Electric Power at the Heart of the Revival
Crucially, Smart's return to compact form doesn't mean a step backward in technology. The brand's partnership with Geely gives it access to world-class electric vehicle platforms and battery technology, meaning the pint-sized #2 is expected to deliver a driving experience that matches contemporary expectations for range, charging speed, and in-cabin connectivity. Smart has already demonstrated with the #1 that it can produce an EV that genuinely competes on quality and feature set. Applying that expertise to a smaller, more affordable, more urban-focused vehicle could prove to be a genuinely compelling combination.
Key Features to Watch For
A compact footprint designed to excel in tight urban environments, likely positioning the #2 as one of the smallest premium EVs on the market.
Modern EV underpinnings leveraging the Geely-Mercedes joint venture's technology, offering competitive range for city use without unnecessary bulk.
Smart's signature design language adapted for a smaller scale, retaining premium interior quality and a distinctive exterior personality.
Potential for highly competitive pricing within the compact EV segment, making the Smart brand accessible to a wider urban audience.
The Bigger Picture for Urban Mobility
Smart's move is part of a broader industry conversation about the future of the city car.
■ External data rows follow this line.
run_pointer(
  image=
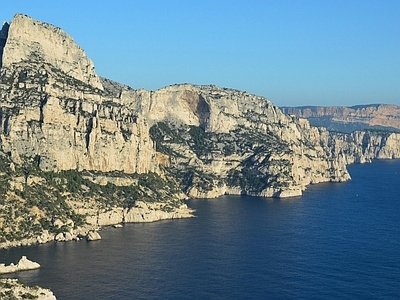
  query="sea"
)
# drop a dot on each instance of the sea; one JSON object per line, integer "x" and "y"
{"x": 337, "y": 241}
For years, the segment appeared to be dying, squeezed out by SUVs and crossovers that sold in enormous volumes. But as urban regulations tighten and environmental awareness grows, the city car is staging a quiet comeback — and it's doing so on electric power. Brands like Citroën with its ë-C3 and Renault with the revived 5 have already demonstrated that there is genuine appetite for affordable, attractive, small electric vehicles. Smart, with its unique heritage and premium positioning, can offer something different: a compact EV that feels special rather than merely sensible.
What This Means for Smart Enthusiasts
For long-time fans of the brand, the Smart #2 preview will feel like a homecoming. The original fortwo cultivated a fiercely loyal following among people who genuinely loved what it represented — a refusal to conform, a celebration of smallness, and a car that made city driving feel like a pleasure rather than a chore. If Smart can bottle that spirit and infuse it with modern electric technology, desirable styling, and smart (no pun intended) pricing, it has an opportunity to reconnect with that audience while attracting an entirely new generation of urban drivers who have never known a world without smartphones, streaming, and the looming presence of climate change.
The Smart #2 preview is, at its core, a promise. It promises that the brand remembers where it came from, understands where the world is going, and believes — rightly — that those two things point in exactly the same direction. Small, electric, and full of personality: Smart is back to its roots, and the timing couldn't be better.